Ken McCullough was born in Staten Island, N.Y., but spent his formative years in St. John’s, Newfoundland. He considers the mountains of Montana and Wyoming to be his spiritual home, and now draws inspiration from the land and people around Winona, Minnesota where he has lived since 1996. He also has roots in Mississippi.  In 1992 he was adopted into the Miniconjou band of the Lakota Nation. He is a graduate of St. Andrew’s School, in Delaware, the setting for Dead Poets Society, and has degrees from the University of Delaware and the Writers’ Workshop of the University of Iowa. McCullough’s most recent books of poetry are Walking Backwards, Sicomoro.Oropéndola (a Spanish translation published in Colombia), and Broken Gates (Red Dragonfly Press), and a book of stories, Left Hand.

He has received numerous awards for his poetry including the Academy of American Poets Award, a National Endowment for the Arts Fellowship, a Pablo Neruda Award, a Galway Kinnell Poetry Prize, the New Millennium Poetry Award, the Blue Light Book Award and the Capricorn Book Award. McCullough has worked closely with Cambodian poet U Sam Oeur, survivor of the Pol Pot regime, and together they have published a bilingual edition of U’s poetry, Sacred Vows, and a memoir, Crossing Three Wildernesses.

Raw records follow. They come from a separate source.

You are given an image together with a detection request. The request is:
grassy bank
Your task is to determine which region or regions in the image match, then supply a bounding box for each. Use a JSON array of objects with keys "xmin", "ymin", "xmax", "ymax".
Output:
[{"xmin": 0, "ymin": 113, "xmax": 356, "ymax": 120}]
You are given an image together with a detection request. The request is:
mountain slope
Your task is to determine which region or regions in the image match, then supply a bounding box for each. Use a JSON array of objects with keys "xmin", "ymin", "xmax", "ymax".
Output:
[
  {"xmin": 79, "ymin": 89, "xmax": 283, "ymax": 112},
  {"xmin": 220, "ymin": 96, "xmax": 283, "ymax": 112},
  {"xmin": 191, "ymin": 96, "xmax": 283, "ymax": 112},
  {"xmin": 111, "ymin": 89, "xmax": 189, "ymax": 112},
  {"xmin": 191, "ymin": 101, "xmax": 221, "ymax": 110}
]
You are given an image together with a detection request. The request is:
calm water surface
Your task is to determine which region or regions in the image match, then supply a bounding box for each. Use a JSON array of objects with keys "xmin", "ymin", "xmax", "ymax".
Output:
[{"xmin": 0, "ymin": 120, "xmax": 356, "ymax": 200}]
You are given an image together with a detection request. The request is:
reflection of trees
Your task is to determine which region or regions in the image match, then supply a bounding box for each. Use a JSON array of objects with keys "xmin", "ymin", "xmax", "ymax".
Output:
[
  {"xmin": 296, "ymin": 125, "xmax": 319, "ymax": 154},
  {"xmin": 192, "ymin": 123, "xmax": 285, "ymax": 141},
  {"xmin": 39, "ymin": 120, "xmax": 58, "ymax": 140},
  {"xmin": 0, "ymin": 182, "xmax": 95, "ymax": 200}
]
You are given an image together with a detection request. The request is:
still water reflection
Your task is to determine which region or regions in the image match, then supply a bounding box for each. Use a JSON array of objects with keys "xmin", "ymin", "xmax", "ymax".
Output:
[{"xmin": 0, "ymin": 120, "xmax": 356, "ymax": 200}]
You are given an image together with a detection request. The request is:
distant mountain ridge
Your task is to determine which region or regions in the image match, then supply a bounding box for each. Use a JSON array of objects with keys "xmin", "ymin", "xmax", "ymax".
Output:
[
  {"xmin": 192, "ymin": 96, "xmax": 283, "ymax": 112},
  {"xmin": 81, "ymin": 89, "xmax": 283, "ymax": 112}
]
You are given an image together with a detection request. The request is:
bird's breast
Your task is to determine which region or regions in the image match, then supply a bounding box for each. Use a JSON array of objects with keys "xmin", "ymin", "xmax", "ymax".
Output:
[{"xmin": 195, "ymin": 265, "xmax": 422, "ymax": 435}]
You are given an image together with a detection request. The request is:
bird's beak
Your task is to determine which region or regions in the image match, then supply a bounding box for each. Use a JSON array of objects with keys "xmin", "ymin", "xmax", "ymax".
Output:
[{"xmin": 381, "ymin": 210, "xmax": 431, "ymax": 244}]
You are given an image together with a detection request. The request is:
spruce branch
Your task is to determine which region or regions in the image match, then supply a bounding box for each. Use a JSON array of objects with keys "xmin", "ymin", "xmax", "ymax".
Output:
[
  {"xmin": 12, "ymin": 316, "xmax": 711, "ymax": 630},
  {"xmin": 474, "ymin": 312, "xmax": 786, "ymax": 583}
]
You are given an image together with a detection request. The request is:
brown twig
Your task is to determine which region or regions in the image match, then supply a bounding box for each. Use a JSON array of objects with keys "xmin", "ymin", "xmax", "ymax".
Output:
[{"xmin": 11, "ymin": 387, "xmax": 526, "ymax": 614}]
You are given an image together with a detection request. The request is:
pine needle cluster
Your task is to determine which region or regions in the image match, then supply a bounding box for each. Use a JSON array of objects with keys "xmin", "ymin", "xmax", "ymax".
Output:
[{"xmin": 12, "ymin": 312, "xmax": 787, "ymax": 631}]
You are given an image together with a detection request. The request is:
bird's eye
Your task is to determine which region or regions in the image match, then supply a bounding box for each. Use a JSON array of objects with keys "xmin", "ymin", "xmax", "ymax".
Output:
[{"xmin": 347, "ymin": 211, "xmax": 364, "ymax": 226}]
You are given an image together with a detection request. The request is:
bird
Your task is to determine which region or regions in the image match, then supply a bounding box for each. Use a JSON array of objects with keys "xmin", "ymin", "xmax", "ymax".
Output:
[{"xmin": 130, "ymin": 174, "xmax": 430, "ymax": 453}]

McCullough has taught at Montana State University, the University of Iowa, Saint Mary’s University of Minnesota, Viterbo University, UW-LaCrosse and Winona State University, as well the poetry-in-the-schools programs in Montana and Iowa. He lives in Winona with his wife, playwright Lynn Nankivil. He has two sons, Galway, an actor and fight choreographer, and Orion, a student at the University of Iowa. McCullough will begin his second term as Poet Laureate of Winona in September 2014.